In addition to a larger scale, another difference between “Adventures” and “Challenge” is that Bagans isn’t in the midst of the action. He says he’s used to the excitement of investigating but relishes hanging back as the “Challenge” Chairman where he oversees the judges and observes the teams in action.
But, he adds, he does occasionally have the temptation to join the investigation with the groups.
“I'm like a little kid sitting on the other side of a chain link fence watching my friends go ride a Ferris wheel at the fair. It's hard as s--t for me not to get out there.”
Statements like this perhaps reveal how much of a big kid Bagans really is. Though a serious enthusiast of the supernatural, and despite his reputation as the guy on TV who runs down dark halls shouting at demons, Bagans isn’t afraid to have fun and goof on himself.
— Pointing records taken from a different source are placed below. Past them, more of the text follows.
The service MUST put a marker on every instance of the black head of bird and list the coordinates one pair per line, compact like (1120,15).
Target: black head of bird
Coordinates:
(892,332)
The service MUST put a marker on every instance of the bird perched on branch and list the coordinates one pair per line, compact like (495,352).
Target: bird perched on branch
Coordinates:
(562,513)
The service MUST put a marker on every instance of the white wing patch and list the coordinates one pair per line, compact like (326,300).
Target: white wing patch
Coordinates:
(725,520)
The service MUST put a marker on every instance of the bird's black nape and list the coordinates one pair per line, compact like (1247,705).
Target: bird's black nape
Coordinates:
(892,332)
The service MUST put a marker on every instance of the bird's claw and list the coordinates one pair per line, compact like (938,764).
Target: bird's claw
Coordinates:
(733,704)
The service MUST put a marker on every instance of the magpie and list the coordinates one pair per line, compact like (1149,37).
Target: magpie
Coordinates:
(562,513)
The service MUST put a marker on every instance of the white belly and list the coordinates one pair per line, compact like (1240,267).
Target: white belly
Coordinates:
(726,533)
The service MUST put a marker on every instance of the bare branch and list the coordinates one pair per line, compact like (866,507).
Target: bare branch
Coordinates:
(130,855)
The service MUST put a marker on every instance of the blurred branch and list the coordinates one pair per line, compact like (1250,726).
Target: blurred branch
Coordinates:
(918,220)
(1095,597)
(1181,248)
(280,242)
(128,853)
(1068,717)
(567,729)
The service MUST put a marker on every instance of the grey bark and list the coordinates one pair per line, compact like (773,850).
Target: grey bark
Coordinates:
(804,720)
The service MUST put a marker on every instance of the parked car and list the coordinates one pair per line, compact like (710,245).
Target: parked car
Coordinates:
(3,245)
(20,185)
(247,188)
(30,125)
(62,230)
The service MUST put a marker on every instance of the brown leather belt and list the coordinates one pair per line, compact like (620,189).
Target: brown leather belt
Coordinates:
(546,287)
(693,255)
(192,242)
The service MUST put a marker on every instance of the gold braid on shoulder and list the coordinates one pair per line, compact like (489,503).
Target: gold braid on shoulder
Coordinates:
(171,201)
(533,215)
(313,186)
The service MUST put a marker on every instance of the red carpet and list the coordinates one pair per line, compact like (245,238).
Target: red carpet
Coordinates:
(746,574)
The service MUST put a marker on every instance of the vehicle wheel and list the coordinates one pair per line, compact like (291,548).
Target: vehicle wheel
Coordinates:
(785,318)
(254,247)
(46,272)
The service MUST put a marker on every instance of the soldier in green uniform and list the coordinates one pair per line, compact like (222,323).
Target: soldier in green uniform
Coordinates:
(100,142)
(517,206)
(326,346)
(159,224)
He’s lampooned his persona - and host Joel McHale’s - on E! Entertainment Television’s “The Soup.” He also thinks the paranormal community would benefit from relaxing a little, and dismisses critics who claim a competition show will compromise the credibility of paranormal investigations.
“We need to get away from the seriousness of paranormal investigations; there's people in this industry so protective of it that they think they own it - And that's not right.”
In fact, Bagans says anyone can and should research the paranormal and ignore haters who try to claim it or dictate how it must be done.
And though he says he’s been dealing with his own paranormal challenge of executive producing and appearing on two shows - as well as working on his September 2011 biography “Dark World: Into the Shadows of the Lead Investigator of the Ghost Adventures Crew” and being a main attraction at paranormal conventions - Zak Bagans can’t think of a better way to live.
“It’s what I love to do,” he says. “And the biggest gift is that the audience loves what we're doing.”
“I wish I could go out and hug every single one of them … Those are the people I'm here to work my ass off for.”
The “Paranormal Challenge” and “Ghost Adventures” star Zak Bagans pauses for a moment before continuing with a now-classic, Chairman-appropriate joke: “Winning.”